Author + information
- Ruth McPherson, MD, PhD⁎ ()
- Lipid Clinic & Atherogenomics Laboratory, Division of Cardiology, University of Ottawa Heart Institute, Ottawa, Ontario, Canada
- ↵⁎Reprint requests and correspondence:
Dr. Ruth McPherson, Lipid Clinic & Atherogenomics Laboratory, Division of Cardiology, University of Ottawa Heart Institute, Ottawa, Ontario K1Y 4W7, Canada
In this issue the Journal, Varbo et al. (1) demonstrate that irrespective of the fasting state, the cholesterol transported by remnant lipoproteins is a robust predictor of coronary artery disease (CAD) risk. Their findings provide clarification to the debate regarding triglyceride-rich lipoproteins and atherosclerosis (2). Overall, a consensus is emerging on the basis of clinical and population data and genetic studies that fasting and nonfasting plasma triglycerides are predictive of both CAD and stroke risk, although the relationship is attenuated after correction for associated variables, including high-density lipoprotein cholesterol (HDL-C). However, triglycerides per se are not considered to be direct culprits in the atherogenic process, hence the appropriate focus in this report on the cholesterol component of triglyceride-rich lipoproteins.

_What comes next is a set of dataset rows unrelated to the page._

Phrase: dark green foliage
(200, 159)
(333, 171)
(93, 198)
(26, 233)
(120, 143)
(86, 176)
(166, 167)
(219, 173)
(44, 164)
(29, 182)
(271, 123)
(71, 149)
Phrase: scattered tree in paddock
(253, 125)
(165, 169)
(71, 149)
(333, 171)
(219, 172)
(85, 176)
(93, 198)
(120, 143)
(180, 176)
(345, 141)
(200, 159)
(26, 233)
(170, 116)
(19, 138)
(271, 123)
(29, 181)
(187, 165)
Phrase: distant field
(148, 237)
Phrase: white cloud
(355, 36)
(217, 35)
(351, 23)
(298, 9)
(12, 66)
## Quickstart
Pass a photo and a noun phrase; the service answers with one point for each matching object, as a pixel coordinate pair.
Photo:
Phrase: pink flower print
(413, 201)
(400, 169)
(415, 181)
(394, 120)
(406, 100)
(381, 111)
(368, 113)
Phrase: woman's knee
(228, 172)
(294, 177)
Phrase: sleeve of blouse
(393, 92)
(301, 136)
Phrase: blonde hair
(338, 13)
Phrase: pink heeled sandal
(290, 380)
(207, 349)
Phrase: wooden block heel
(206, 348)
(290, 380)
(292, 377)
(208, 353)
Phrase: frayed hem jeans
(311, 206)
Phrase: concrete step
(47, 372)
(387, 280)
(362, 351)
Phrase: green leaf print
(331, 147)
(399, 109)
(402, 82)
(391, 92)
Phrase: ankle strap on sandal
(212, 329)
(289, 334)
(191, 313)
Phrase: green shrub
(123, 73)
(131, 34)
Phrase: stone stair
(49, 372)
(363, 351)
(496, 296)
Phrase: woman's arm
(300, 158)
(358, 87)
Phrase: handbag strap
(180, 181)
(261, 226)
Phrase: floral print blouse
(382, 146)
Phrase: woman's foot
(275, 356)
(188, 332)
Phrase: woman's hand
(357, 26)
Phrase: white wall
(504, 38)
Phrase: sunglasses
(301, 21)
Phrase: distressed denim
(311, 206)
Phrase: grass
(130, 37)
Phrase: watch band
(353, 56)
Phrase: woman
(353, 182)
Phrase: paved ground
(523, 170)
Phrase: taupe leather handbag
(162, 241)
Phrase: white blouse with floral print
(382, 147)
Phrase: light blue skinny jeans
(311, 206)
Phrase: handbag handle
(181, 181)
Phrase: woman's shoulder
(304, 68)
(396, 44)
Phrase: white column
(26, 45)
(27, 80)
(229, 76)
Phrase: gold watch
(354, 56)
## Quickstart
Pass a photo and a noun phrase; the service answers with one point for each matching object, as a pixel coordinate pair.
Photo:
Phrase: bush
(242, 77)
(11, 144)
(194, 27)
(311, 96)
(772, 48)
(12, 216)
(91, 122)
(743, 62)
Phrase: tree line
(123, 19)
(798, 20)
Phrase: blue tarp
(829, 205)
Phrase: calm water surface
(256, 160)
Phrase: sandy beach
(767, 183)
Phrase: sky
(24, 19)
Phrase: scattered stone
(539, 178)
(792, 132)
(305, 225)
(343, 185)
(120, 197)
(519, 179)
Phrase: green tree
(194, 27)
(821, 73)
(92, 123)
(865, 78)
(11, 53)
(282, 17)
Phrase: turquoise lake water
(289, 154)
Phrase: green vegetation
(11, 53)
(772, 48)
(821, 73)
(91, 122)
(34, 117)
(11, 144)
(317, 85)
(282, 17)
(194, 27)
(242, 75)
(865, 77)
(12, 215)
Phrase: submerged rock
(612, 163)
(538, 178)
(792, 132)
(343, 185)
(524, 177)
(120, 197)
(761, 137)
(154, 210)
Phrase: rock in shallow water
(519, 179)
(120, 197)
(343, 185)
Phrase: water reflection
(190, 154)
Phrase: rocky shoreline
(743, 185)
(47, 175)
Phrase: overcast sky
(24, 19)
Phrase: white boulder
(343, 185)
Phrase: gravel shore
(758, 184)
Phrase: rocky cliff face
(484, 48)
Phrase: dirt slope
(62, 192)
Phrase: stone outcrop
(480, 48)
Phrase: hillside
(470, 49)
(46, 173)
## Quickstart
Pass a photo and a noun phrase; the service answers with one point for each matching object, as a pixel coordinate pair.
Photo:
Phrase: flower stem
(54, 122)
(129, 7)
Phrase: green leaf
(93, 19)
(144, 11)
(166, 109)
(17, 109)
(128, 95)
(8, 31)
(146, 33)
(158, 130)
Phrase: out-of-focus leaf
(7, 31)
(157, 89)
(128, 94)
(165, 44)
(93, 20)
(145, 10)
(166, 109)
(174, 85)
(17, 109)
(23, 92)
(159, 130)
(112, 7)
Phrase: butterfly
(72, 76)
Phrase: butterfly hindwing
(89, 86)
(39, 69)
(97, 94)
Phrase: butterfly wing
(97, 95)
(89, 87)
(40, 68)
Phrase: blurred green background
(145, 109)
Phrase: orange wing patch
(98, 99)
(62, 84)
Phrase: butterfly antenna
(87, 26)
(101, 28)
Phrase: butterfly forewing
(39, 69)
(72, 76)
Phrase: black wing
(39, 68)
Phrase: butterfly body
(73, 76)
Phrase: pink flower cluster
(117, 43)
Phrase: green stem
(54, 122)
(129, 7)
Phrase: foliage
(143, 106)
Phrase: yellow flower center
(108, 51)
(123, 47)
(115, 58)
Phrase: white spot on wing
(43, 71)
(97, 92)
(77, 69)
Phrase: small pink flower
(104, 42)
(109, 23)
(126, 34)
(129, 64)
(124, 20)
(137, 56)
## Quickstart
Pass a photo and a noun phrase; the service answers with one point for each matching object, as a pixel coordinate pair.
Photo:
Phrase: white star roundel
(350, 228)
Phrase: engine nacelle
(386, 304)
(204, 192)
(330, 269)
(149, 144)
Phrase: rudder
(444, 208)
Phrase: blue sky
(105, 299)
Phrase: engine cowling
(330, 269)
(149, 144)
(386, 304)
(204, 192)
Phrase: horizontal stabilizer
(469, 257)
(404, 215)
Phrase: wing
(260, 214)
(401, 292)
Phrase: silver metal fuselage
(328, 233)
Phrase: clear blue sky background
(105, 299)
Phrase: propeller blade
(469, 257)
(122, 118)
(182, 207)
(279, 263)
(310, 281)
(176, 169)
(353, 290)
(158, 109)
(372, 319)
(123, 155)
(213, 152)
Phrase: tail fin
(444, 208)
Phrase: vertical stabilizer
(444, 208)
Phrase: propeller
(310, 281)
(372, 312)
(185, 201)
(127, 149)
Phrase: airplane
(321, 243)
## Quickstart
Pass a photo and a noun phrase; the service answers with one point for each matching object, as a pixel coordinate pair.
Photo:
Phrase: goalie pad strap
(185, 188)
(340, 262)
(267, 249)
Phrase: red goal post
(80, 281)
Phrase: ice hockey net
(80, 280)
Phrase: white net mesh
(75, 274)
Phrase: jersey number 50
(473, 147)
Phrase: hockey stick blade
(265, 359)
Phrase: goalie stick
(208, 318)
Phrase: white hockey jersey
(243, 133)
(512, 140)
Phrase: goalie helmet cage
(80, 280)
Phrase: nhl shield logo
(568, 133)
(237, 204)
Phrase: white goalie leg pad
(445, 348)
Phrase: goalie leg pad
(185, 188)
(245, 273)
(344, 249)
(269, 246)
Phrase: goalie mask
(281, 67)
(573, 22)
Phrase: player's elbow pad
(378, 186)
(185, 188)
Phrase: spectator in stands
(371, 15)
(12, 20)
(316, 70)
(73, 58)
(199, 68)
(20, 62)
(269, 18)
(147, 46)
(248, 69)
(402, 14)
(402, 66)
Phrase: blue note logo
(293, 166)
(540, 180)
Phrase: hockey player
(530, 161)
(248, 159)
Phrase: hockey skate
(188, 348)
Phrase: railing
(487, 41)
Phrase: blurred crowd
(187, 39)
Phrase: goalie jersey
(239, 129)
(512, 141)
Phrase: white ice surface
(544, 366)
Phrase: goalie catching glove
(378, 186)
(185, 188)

Several population studies have demonstrated that non-HDL-C, a measure of the cholesterol content of all apolipoprotein B (apo B)–containing lipoproteins (including remnants), is a better marker of CAD risk than low-density lipoprotein cholesterol (LDL-C) alone (3–5). Similarly among statin-treated subjects, on-treatment levels of LDL-C, non-HDL-C, and apo B were each associated with risk for future major cardiovascular events, but the strength of this association was greater for non-HDL-C than for LDL-C or apo B, a marker of atherogenic particle number rather than cholesterol content (6). The National Cholesterol Education Program Adult Treatment Panel III recommended non-HDL-C as a secondary target in patients with triglycerides >200 mg/dl (2.2 mmol/l) (7).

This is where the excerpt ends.